A St. Paul area native whose family moved to Park Rapids when she was a child, Johnson has lived here most of her life. She and her husband Bruce have three daughters and two sons, four of whom also went to Park Rapids schools. She has a master’s degree in social work from Bemidji State University, and has also run a home daycare and worked in sales.
“I had applied at the school, probably last spring,” she said. “Then, their (human resources) coordinator reached out and asked if I would be interested in this type of position, so I read the job description, which really intrigued me. So, I applied and interviewed for it.”
What struck her about the job description, she said, is a recognition that some issues with students’ behavior might not need to be handled punitively. Instead, “they need somebody to help them learn some skills,” like controlling anger and frustration, and understanding what’s going on in kids’ lives that may be influencing their behavior.
For example, Johnson said, “Sometimes it’s embarrassing to have to ask for additional help. So, it’s learning different techniques to use, or different ways they can let the teacher know that they’re not understanding an assignment without having all the kids in the classroom see.”
She said that’s a particular issue for middle school students, who are handling a difficult transition from elementary school and going through an awkward phase.

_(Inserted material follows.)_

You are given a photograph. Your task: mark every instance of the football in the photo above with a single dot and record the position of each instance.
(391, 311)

Part of the job, she said, is simply providing supervision for in-school suspension that regular classroom teachers don’t have time to provide. Johnson’s presence insures, at least, that students are working on school assignments, but also provides an opportunity to learn coping skills and develop social and emotional intelligence.
“I’ve always enjoyed working with kids,” said Johnson. “I think that’s what drew me to child protection – working with the kids and making sure that you’re offering services to help the families.”
When she saw what the school district had in mind, she said, “I thought it would be a really interesting position, to be able to work more one-on-one with some of those kids and help them through those struggles.”
Learning those skills is something young people need to succeed in life beyond school. “These are skills we can utilize as adults moving forward,” she said, “understanding where (your) emotions are coming from and how to deal with them more positively, so it doesn’t impact your life in a negative way.”
During her first two weeks on the job, for example, she had one to five students in her classroom each day.
“They’ll work on their homework,” she said, “but also, we have done activities that help them recognize different skills” – such as pausing before reacting; understanding boundaries during horseplay; saying ‘no’ to peer pressure; and thinking about the consequences of their actions.
Johnson said she has worked with students who were in fights, “learning how to control our tempers, our frustrations, in a more healthy way instead of fighting, because the consequences as you get older get much worse.”
Typically, Johnson said, students are referred to her by Principals Shawn Andress and Jeff Johnson or Coordinators of Educational Services Tina Ridlon and Shelli Walsh.
“The staff and the principals are very invested in the children they provide service and schooling for,” said Johnson. “They’re dedicated to making sure that their kids get the best possible education, but (also) become really successful, functioning adults.”
Her position is an opportunity to soften the school district’s “pretty black and white” approach to student discipline. For example, leaving students unsupervised in in-school suspension or sending them home means “nobody really had an opportunity to talk to the child or the parent to find out … what’s going on with that child, or why it happened,” she said.
Instead, she added, “When you’re able to spend some time with them and develop a relationship with them, you start to understand their reaction, and that some of this stuff really isn’t intentional. You’re able to help them manage that a little better, so you don’t have a repeat.”
She said it isn’t reasonable to expect an expelled student to come back and not repeat their problem behavior if “nobody’s worked with them to help them understand why they did that and what the effects can be on someone else.”
Johnson said her new job gives her an opportunity she missed in her child protection career – “to be able to actually spend time with the kids, to talk to them about what’s going on in their life and make sure they’re safe,” she said. “This has been a pretty refreshing change.”